Вечерний час уже наполнил комнатку мглой, а они все говорили и не могли наговориться. Вспомнили и о детстве, о веселых днях юности, о родных и знакомых.
— Ах, Надя, Надя, если бы ты знала, как мне порой бывает тяжело. Так тяжело, что и рассказать нельзя. Не с кем посоветоваться, поговорить по душам, поделиться своими думами и сомнениями. У нас в клубе народ все чужой. Среди официанток нас всего лишь несколько минчанок, а то все немки да еще там разные привезенные. Да за каждым шагом твоим следят, к каждому слову прислушиваются, так ли ты сказала или нет. А тут еще собираются меня перевести в горничные к их главному начальнику, Кубе.
— Почему именно тебя?
— Мне не раз приходилось обслуживать ихние банкеты да разные приемы, ну, видать, пришлась им по вкусу моя работа. Вот они и думают меня послать в дом этого начальника.
— А если ты, скажем, не захочешь пойти?
— Как это не захочешь? Тебя насильно туда поволокут, очень они будут добиваться твоего согласия! Куда прикажут, туда и пойдешь.
Сестры беседовали еще долго. На Галины расспросы Надя отвечала не очень охотно:
— Утомилась я очень с дороги, сестричка, охота бы тебя еще послушать, а самой рассказывать трудно, да и новостей особенных у нас нет.

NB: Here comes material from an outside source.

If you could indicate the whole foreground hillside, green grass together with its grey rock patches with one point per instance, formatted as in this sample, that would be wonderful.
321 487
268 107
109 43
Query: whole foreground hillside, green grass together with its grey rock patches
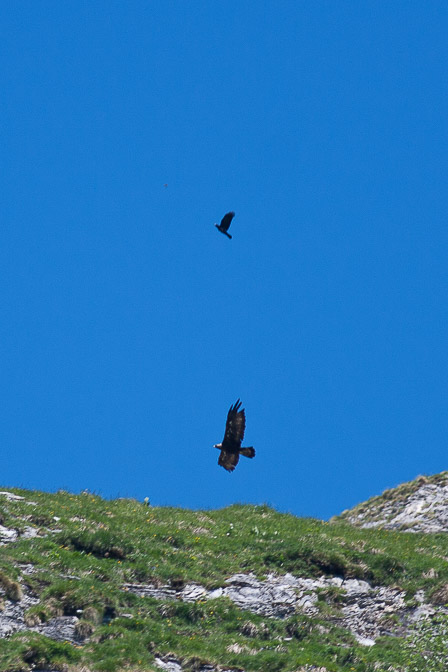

Однако рассказала о всех деревенских событиях, о пожарах, расстрелах, о гибели старой Силивонихи и других людей.
— Я вот хочу спросить тебя, Галя: а о партизанах ты ничего не слышала?
— Почему же не слышала? Офицеры часто о них говорят, конечно, между собой. Нам же говорить о партизанах запрещено, боже сохрани вспоминать о них. Да, партизан очень часто карают у нас в городе…
— А о том, как партизаны фашистов карают, ты ничего не слыхала?
— Слыхала, Наденька, слыхала… Здесь много офицеров убито в самом городе.